Between the years 1984 and 1987 a local swimming pool, the Spreewald Bad, an innovative structure designed by Christoph Langhof architects, was built on the site of the former station.

Before the remaining area from Skalitzer Straße up to the Görlitzer Ufer was developed into Görlitzer Park in the early 1990s, it was a waste ground partly accessible by the public. This vacancy led to the site being occupied during the summer of 1989 by the Mutoid Waste Company, an anarchist art commune from London. The location was chosen in part because of its proximity to the Wall. On one memorable occasion the scrap metal artists created a "Peace Bird" contraption which featured a bird suspended high in the air which was able to roll along the railway tracks to the border point on the bridge and, in a gesture of peace towards the GDR, exhibit the bird to those in the east.

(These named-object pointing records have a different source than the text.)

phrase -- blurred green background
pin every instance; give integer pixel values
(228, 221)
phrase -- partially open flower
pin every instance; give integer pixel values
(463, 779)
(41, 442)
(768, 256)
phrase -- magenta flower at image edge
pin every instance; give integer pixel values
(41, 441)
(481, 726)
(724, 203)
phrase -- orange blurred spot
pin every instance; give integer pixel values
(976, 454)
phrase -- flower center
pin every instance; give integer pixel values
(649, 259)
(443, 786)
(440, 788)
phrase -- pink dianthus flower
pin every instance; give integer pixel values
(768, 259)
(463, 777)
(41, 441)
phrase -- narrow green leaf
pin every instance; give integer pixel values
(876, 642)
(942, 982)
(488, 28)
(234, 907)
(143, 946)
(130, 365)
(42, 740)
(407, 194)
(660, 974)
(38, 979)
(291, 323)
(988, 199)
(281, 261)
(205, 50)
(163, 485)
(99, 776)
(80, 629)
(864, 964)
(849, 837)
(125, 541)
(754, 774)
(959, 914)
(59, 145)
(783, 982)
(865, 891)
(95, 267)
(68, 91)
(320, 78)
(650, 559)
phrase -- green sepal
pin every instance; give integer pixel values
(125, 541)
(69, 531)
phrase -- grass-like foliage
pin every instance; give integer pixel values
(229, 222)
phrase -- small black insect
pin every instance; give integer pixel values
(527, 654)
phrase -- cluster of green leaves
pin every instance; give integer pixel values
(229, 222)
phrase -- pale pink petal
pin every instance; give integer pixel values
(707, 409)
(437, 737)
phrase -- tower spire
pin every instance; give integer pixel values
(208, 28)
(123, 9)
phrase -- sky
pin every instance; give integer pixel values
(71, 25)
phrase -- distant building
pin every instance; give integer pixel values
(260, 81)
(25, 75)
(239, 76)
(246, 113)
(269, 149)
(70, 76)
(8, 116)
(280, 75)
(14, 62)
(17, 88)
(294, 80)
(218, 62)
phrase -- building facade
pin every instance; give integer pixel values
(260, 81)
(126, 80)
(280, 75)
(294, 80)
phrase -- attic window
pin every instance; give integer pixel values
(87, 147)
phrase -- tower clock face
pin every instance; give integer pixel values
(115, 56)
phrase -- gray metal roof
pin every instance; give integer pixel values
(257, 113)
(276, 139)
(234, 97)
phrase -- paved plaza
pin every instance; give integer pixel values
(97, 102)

Although the Görlitzer Tunnel remained in use until the beginning of the 1990s, the public access to the site prompted by the new park left it redundant. By the creation of a 'natural' arena in the centre of the park, the tunnel was largely destroyed, although its remains were incorporated into the design.

== The remains ==

The remaining office building and one of the goods sheds

The only obvious physical remains of the station site are the two goods sheds, an old office building, the railway bridge and the remnants of the underpass visible in a crater in the centre of the park. Nevertheless, it is possible to follow part of the old railway route on foot, as it leads out of the park, over the Landwehrkanal and then comes to an end over Elsenstraße in Treptow, just before the original line would have met the ring of the S-bahn.

The historic building itself lives on in existing local names. In 1926, the local U-Bahn station Oranienstraße was renamed as Görlitzer Bahnhof to indicate the neighbouring mainline terminus but despite the latter's demise the U-bahn stop maintains the historical name, much like with the similarly doomed Anhalter Bahnhof. In addition to this, the road that runs alongside the western side of Görlitzer Park, was renamed Wiener Straße in 1873, because the first trains connecting Berlin and the Austrian capital Vienna left from Görlitzer Bahnhof. Likewise, the neighbouring squares Spreewaldplatz and Lausitzer Platz were named after the areas of countryside once accessible from its platforms.

==Filming location==
The 1966 film Funeral in Berlin used the front of the building, which still stood at that time, as the filming location for the fictional East Berlin "Marx-Engels-Platz 59".